David : ce jeune homme vit en famille d'accueil, séparé de sa famille pour des raisons de violences physiques. Tout au long des Quoi de neuf, il va nous conter sa vie en familles d'accueil, de ses parents qu'ils voient régulièrement et nous annoncer lors du dernier Quoi de neuf, un possible retour chez ses parents. De temps en temps, je rappelle en fin d'heure, la règle de confidentialité, et David me fait remarquer que si cette règle n'était pas posée, il n'aurait pas pu parler. Un jour, pendant le Quoi de neuf, David explique qu'il ne faut surtout pas toucher son dos car il a des coups de soleil extrêmement sensibles. Bien sûr, Louis le fera « sans faire exprès ». David pleure rien n'arrête ses larmes, même pas le goûter proposé. Au bout d'un temps, je l'autorise à aller à l'infirmerie. Il part comme un chien battu et revient 5-10 minutes plus tard souriant. « Madame, l'infirmière m'a dit que je ne suis pas tout seul à avoir des coups de soleil ».
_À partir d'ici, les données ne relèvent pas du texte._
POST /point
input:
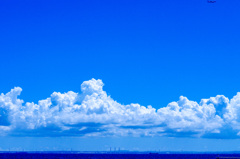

Louis : ce n'est pas un élève en difficultés scolaires mais en difficultés relationnelles. En classe, il a toujours besoin de demander quelque chose, de faire des remarques tant à ses camarades qu'aux professeurs. Hors classe, c'est souvent des insultes, des gestes brusques qui entraînent le plus souvent des bagarres. Il fatigue tout le monde, élèves et équipe pédagogique, et pourtant cette grande souffrance qui transparaît, repousse sans cesse nos limites du supportable. Toutes les semaines, il s'inscrit au Quoi de neuf, et nous parle de ses animaux domestiques à qui il arrive des malheurs. Au bout de quelques temps, il demande la parole et présente ses excuses à ses camarades, leur dit qu'il ne peut pas nous expliquer les raisons de son comportement, lâche un « ça vient de la maison ». Puis, il pose une demande à ses camarades : l'accepter dans leurs discussions et dans leurs jeux. Les discussions ont été sans concession mais en toute sérénité. La semaine d'après, nous apprenons que Louis a été admis dans un groupe de la classe et a participé à des jeux pendant les récréations. Je me souviens de ce jour où Louis a pu mettre quelques mots sur ses problèmes car le soir, son bus s'arrête devant mon arrêt de citram. Pour une fois, il ne s'est pas agité pour me faire signe, juste un petit geste de la main.

Et puis, il y a tous les autres qui ont parlé de leurs difficultés, de leurs joies, de leur petit quotidien, des paroles qui nous ont accompagnés. Ces expériences sont notre bien commun.